MGM Resorts Loss Widens on Land Write-Offs; Vegas ImprovesChristopher Palmeri
MGM Resorts International, the largest casino operator on the Las Vegas Strip, posted a wider fourth-quarter loss after writing off land holdings. Profit in Nevada rose and the Macau unit declared a $500 million dividend.
The net loss grew to $1.2 billion, or $2.50 a share, from $113.7 million, or 23 cents, a year earlier, Las Vegas-based MGM Resorts said in a statement today. Excluding land write-offs in Las Vegas and Atlantic City, the loss was 23 cents a share, matching the average of analysts’ estimates.
In Las Vegas, fourth-quarter earnings before interest, taxes, depreciation and amortization at MGM Resorts’ wholly-owned resorts grew 6.1 percent to $275 million, the company said. MGM China’s $176 million in profit was in line with estimates, according to Cameron McKnight of Wells Fargo Securities who has a market perform rating on the stock.

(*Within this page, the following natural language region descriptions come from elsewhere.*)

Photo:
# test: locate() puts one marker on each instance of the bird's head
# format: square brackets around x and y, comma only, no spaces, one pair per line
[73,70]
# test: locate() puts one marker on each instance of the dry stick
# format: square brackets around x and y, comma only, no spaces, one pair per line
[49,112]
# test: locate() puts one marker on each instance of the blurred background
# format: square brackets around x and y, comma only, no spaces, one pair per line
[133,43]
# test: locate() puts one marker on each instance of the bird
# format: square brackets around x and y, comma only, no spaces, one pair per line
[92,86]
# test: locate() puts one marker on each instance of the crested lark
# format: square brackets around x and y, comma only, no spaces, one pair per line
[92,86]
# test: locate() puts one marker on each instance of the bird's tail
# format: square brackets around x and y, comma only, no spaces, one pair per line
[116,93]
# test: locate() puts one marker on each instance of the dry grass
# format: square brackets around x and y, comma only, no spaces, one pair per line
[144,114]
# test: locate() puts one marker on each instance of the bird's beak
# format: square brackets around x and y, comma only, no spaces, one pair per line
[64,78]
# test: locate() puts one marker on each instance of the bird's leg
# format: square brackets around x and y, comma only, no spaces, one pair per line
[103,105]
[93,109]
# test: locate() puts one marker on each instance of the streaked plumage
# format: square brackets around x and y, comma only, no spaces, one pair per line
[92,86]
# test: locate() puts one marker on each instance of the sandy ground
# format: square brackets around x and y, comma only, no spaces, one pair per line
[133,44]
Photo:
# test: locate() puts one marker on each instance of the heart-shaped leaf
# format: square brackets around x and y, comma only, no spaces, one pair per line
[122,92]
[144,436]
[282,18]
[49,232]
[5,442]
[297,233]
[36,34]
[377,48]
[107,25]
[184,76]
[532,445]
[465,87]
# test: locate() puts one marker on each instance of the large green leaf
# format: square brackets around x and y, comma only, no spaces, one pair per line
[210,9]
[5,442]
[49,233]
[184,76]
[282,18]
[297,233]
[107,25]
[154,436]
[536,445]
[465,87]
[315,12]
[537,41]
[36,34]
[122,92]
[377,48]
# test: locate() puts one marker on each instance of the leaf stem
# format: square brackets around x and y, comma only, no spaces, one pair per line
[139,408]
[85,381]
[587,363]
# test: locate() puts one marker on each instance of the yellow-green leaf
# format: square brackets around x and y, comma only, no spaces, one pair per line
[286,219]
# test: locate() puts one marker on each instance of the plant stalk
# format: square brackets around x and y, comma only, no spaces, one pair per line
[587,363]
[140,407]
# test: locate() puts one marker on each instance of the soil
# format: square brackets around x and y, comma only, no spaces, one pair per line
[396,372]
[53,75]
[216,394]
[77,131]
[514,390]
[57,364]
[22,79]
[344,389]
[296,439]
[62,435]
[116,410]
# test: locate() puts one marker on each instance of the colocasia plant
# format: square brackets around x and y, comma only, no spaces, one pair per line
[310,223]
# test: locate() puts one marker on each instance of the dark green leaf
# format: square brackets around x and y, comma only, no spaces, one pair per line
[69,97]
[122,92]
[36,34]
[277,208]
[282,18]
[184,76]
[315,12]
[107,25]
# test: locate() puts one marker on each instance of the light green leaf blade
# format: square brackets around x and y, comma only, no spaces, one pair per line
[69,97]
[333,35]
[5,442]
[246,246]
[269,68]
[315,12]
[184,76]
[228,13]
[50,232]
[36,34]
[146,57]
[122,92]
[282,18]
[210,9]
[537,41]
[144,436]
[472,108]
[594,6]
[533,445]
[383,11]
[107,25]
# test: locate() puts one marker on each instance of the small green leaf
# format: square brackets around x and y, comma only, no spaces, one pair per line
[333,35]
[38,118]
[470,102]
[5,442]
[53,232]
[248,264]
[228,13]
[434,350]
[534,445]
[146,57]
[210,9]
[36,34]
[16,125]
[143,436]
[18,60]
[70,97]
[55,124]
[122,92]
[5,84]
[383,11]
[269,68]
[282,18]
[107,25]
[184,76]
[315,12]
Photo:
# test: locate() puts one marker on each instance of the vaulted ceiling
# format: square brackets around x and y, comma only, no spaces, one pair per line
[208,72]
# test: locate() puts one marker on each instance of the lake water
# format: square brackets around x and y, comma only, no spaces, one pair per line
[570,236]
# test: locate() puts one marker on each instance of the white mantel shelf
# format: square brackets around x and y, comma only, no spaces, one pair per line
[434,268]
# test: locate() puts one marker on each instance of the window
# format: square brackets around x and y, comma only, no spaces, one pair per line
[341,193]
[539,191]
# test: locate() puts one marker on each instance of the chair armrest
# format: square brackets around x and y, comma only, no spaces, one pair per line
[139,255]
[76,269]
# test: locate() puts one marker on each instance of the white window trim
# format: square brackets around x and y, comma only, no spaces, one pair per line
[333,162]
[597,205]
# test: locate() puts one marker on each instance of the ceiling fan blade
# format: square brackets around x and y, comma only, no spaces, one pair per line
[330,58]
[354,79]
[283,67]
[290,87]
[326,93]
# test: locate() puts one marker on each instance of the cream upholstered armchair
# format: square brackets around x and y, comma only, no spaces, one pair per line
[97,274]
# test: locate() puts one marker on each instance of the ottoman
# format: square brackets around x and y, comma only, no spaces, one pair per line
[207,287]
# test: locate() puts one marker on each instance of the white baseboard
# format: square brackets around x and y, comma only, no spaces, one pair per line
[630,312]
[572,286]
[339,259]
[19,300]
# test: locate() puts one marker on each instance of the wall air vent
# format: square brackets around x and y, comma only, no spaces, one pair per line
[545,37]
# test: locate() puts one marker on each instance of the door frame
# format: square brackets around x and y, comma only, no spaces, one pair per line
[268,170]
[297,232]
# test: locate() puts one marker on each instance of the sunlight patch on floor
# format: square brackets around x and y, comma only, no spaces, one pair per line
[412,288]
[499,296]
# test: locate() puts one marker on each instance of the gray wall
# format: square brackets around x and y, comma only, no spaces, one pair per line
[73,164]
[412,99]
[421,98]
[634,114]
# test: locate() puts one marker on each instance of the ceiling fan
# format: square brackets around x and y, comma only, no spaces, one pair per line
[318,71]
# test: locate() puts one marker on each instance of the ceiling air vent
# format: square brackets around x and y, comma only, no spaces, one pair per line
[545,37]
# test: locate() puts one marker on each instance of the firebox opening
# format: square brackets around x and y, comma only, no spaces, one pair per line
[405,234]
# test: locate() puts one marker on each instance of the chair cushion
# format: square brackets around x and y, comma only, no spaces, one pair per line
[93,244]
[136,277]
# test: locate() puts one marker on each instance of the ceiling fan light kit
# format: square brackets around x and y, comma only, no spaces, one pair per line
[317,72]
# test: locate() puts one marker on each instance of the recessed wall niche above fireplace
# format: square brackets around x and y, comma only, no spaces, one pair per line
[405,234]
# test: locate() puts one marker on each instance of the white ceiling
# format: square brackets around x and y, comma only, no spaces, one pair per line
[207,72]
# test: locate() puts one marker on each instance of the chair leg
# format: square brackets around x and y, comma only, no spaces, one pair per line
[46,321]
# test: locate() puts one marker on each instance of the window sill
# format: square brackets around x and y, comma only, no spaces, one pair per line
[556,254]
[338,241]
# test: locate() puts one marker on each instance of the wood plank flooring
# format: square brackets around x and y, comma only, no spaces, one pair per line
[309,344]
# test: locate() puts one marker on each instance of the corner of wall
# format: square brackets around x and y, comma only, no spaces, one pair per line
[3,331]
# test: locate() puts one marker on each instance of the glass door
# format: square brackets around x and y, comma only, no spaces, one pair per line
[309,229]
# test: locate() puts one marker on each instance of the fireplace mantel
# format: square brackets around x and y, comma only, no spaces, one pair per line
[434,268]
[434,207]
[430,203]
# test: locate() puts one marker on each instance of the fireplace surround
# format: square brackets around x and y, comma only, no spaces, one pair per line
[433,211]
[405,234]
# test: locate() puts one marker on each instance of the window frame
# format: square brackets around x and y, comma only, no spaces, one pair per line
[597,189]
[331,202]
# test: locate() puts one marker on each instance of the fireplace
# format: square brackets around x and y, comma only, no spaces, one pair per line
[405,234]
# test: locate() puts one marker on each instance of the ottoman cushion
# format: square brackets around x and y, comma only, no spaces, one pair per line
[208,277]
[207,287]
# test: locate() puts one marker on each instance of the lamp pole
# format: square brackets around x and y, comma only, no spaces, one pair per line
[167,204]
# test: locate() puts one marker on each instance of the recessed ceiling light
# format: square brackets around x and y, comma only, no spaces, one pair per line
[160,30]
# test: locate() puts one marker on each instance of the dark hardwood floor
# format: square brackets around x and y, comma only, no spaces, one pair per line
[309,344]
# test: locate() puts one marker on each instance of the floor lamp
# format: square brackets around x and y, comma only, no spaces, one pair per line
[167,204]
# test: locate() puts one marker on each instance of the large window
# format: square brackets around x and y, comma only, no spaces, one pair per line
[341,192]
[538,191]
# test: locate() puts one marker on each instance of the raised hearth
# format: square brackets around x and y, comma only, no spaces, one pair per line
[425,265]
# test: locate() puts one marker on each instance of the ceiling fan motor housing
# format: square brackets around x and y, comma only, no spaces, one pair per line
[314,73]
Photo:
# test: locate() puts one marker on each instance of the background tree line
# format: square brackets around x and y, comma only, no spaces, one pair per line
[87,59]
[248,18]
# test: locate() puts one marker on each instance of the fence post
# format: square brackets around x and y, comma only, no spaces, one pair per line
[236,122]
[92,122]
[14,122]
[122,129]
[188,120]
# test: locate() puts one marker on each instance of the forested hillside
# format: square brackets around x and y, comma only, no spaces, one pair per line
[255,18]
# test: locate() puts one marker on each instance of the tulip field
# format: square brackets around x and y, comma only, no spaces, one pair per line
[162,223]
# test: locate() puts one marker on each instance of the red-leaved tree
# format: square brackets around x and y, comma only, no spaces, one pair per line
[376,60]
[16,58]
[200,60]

“We believe MGM’s strength in Las Vegas will be viewed favorably by the market today,” McKnight said in a note after results were announced.
MGM International fell 1.6 percent to $12.54 at the close in New York. MGM has added 7.7 percent this year as of yesterday, compared with 6 percent for the S&P 500 index.
MGM China’s $500 million special dividend will be paid to shareholders of record as of March 11 and distributed on or about March 18, according to the statement. MGM Resorts will receive $255 million, representing 51 percent.
MGM China’s fourth-quarter revenue increased 1.7 percent to $731.2 million, the company said. Gambling revenue in Macau, the world’s largest casino market, climbed 14 percent to a record 304 billion patacas ($38 billion) last year.
In a conference call, MGM Chairman and Chief Executive Officer James Murren said the Chinese subsidiary should continue to pay dividends even as it begins construction next week on a $2.6 billion resort on the Cotai Strip.
Murren plans to invest in new shows and restaurants while cutting operating costs to boost profit at existing properties. He said MGM would look to build a few new casinos in markets where it could earn percentage returns in the high-teens, such as Maryland and Massachusetts.
The company isn’t pursuing casino acquisitions, Murren said, although he expects the market for those to continue.
“We had a company with significantly higher margins than we do today and we endeavor to get back to it,” Murren said. “We expect to show better profit growth than revenue growth.”
MGM recorded charges of $366 million related to land on the Las Vegas Strip and $167 million on property in Atlantic City. In both cases, the company abandoned plans to build multibillion-dollar resorts.
“In Las Vegas we built the CityCenter, a complex that opened in 2009 and that will probably be the last one you see for a while,” Murren said today on Bloomberg Television.
Murren said the company would consider selling the Crystals mall at CityCenter. MGM Resorts isn’t in negotiations to do so, he added.
“Instead of resorts, we build new nightclubs, entertainment complexes, improving our room product,” Murren said on Bloomberg Television. “We have found a return on investment for that capital is much higher than building a new resort.”
Fourth-quarter revenue was little changed $2.29 billion. Casino revenue advanced 1 percent in the quarter, compared with an 8 percent increase a year earlier.
Industrywide casino revenue on the Las Vegas Strip rose 2.3 percent to $6.2 billion last year, according to research by Bloomberg Industries.